Será que os dias consistem em imitar as acções dos outros, em repetir gestos observados, adaptando-os para sobreviver? Esta pode ser a questão central em torno da qual gravitam as vidas de Maria e de Alícia, e ainda de Carmen, mulheres presentes no romance de estreia de Elena Medel, “As Maravilhas” (D. Quixote, 2021).
Alícia, Maria e Carmen, três mulheres espanholas, em diferentes momentos e contextos sociais e políticos, retratam o peso da família, da descendência, do dinheiro e do poder. Duas delas são protagonistas e estruturantes dos dilemas existenciais que ainda hoje se colocam especialmente às mulheres: o dilema da escolha e do inevitável antagonismo entre a individualidade e a família, a sobrevivência e a coexistência com a subjugação ao determinismo da dependência.
São fracturantes e actuais as questões que, especialmente Maria e Alícia, representam. Maria aprendeu a respeitar o desejo alheio do silêncio; aprendeu a chorar discretamente e a abdicar de tudo aquilo que o dinheiro, que não tinha, lhe poderia proporcionar, incluindo o amor da filha que parira aos 16 anos e deixara para procurar uma vida melhor. Trinta anos depois, Alícia faz o mesmo caminho. Ambas revisitam as suas vidas, servindo-se de memórias selectivas, na juventude e na adultez, sempre na procura de identidade e de aceitação, combinação que se revela especialmente complexa e árdua. Partilham memórias familiares, os amigos e os espaços de ensaio como a escola e a rua. Falam de relações, dos homens que as tornaram mulheres e dos quais procuraram distância, exactamente para continuarem a ser mulheres com vontade própria. Muitas delas são memórias traumáticas, capazes de desviar rumos de vida. Ainda assim, são processadas e integradas na vida destas mulheres, que prosseguem e se reinventam, reconstruindo-se a cada acontecimento, com provas superadas numa trajectória que se revela tudo menos linear.
A linha temporal percorrida no romance de Elena Medel vai da ditadura franquista até à explosão do feminismo, permitindo um estreito contacto com a realidade espanhola, na clivagem entre o rural e o citadino, na relação entre classes sociais, na transição de um regime político rígido e retrógrado para uma vida diferente.
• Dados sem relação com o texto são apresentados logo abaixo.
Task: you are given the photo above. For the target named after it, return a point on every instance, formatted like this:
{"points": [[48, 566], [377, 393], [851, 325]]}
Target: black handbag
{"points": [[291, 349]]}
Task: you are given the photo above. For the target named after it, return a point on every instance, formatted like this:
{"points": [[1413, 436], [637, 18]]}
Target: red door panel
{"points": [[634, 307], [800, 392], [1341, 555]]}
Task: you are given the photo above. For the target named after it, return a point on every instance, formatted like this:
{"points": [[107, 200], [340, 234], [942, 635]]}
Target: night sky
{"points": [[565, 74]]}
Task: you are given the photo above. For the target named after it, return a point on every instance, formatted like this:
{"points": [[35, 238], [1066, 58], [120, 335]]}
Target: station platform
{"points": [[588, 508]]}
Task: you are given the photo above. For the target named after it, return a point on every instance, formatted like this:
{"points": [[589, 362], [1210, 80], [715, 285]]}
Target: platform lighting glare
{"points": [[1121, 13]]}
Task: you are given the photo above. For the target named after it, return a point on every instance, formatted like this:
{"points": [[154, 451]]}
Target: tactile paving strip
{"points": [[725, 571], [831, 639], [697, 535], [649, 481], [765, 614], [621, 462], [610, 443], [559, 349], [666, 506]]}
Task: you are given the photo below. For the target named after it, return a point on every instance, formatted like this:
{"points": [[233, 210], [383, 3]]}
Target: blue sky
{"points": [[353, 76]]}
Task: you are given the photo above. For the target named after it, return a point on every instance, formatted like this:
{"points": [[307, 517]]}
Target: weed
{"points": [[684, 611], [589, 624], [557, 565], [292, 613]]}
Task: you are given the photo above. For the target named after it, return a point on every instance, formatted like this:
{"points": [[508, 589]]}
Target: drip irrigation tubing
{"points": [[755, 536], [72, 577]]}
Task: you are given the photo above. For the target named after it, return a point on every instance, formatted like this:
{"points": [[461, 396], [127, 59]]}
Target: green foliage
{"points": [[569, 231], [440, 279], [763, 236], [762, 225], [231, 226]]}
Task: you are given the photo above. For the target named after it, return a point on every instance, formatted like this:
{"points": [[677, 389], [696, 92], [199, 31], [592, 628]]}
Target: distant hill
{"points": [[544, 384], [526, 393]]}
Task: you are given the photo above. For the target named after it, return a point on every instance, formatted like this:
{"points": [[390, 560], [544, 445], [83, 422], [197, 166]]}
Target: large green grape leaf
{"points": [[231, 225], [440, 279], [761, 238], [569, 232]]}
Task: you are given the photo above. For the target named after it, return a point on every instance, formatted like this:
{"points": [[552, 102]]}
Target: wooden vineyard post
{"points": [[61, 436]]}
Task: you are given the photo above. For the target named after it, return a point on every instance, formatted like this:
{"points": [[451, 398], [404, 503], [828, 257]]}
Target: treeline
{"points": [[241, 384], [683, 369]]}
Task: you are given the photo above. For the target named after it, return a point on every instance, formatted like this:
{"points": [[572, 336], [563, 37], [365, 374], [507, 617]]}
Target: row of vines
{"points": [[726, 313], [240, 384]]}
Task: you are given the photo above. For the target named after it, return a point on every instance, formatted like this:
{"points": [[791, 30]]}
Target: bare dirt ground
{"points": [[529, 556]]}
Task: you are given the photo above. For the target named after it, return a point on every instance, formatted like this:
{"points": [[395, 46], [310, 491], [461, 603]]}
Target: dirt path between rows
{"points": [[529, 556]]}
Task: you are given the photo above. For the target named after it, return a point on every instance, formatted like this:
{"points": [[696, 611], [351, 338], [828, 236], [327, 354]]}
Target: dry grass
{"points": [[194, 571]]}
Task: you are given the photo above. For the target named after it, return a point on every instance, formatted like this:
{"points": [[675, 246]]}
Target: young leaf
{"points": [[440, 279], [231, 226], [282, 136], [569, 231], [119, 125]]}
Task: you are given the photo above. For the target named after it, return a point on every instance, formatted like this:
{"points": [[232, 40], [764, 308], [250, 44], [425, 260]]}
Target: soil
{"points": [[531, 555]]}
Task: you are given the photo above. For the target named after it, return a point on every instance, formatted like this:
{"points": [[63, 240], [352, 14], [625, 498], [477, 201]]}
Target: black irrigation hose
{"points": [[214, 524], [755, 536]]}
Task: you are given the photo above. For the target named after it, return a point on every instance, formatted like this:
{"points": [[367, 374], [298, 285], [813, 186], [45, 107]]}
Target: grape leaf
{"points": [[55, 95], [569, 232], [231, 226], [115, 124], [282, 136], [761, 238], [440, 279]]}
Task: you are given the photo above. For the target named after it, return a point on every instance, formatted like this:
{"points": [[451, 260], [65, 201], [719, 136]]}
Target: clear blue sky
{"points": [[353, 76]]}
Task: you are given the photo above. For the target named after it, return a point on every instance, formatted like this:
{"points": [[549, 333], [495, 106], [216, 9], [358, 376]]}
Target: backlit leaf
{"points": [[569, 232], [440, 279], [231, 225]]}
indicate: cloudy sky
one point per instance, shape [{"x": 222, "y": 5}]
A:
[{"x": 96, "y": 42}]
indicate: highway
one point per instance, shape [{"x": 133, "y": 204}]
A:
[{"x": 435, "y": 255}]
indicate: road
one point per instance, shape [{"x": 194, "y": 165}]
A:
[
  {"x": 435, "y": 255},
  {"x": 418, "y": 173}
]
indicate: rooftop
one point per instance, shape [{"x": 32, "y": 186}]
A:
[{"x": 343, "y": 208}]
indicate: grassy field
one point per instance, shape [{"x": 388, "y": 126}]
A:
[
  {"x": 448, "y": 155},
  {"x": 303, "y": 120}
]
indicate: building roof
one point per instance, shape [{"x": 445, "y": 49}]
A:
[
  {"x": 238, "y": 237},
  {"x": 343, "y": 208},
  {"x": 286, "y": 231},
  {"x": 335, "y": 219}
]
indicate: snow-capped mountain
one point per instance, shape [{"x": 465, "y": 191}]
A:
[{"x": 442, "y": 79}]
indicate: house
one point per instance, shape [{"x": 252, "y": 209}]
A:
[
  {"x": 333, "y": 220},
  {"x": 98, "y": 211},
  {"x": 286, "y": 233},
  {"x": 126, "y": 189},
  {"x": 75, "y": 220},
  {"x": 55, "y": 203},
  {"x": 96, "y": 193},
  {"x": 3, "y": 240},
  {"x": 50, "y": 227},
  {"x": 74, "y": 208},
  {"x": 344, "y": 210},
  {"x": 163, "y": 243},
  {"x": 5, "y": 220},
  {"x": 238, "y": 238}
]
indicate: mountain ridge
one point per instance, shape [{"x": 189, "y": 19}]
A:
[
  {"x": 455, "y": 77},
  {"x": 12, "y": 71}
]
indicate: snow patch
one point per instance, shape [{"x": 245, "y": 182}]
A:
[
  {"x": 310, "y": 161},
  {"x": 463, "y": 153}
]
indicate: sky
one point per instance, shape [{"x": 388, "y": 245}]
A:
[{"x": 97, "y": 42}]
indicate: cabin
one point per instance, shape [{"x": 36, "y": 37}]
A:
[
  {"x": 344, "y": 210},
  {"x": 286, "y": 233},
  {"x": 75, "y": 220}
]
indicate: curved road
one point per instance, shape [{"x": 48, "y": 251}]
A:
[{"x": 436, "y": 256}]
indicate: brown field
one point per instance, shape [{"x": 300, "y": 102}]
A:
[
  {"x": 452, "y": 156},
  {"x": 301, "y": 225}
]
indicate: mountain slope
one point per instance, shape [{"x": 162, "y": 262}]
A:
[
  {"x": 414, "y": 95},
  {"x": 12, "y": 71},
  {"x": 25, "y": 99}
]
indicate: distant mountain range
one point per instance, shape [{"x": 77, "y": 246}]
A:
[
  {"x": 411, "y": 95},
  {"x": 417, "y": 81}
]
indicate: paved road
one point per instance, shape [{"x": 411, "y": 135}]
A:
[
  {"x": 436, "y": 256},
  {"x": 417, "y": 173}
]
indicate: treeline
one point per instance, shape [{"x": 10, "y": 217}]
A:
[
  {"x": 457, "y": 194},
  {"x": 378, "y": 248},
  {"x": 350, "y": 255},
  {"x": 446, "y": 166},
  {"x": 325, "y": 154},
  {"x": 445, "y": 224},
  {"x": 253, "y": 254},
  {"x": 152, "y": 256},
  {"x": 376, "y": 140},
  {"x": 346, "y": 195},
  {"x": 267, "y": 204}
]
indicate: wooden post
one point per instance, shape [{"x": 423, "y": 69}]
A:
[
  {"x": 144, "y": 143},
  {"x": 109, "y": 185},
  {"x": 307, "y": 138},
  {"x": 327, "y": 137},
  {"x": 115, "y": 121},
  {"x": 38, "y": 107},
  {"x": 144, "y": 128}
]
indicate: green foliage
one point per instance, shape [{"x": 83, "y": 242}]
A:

Através destas mulheres é possível acompanhar a evolução da sociedade espanhola, a sua luta interior pela preservação da identidade nas relações que estabelecem, o poder conferido pelo estatuto económico, pela estratificação social, pela influência formal e, fundamentalmente, pela atitude de desafio, com a qual é possível camuflar inseguranças e prosseguir.
A narrativa de Elena Medel revela uma lucidez e uma maturidade que se adivinha projectiva ou, pelo menos, fortemente inspirada em experiências seguidas de perto, em ensaios de desafio pessoal e de superação.
Elena Medel Navarro, nascida em 1985 em Córdoba, é uma poetisa, romancista, crítica literária e editora espanhola. Dirige uma editora de poesia e, em 2020, publicou em Espanha este seu primeiro romance, já premiado e considerado um dos melhores livros em espanhol de 2020. Entretanto traduzido para mais de uma dezena de idiomas, tem granjeado elogios entre o público em geral, como entre pares. Quem acompanhou a última edição do festival literário Correntes d’ Escritas, teve oportunidade de testemunhar o sentir da autora e ansiar pela prossecução do seu sentido apurado e sensível, no retrato de questões de identidade.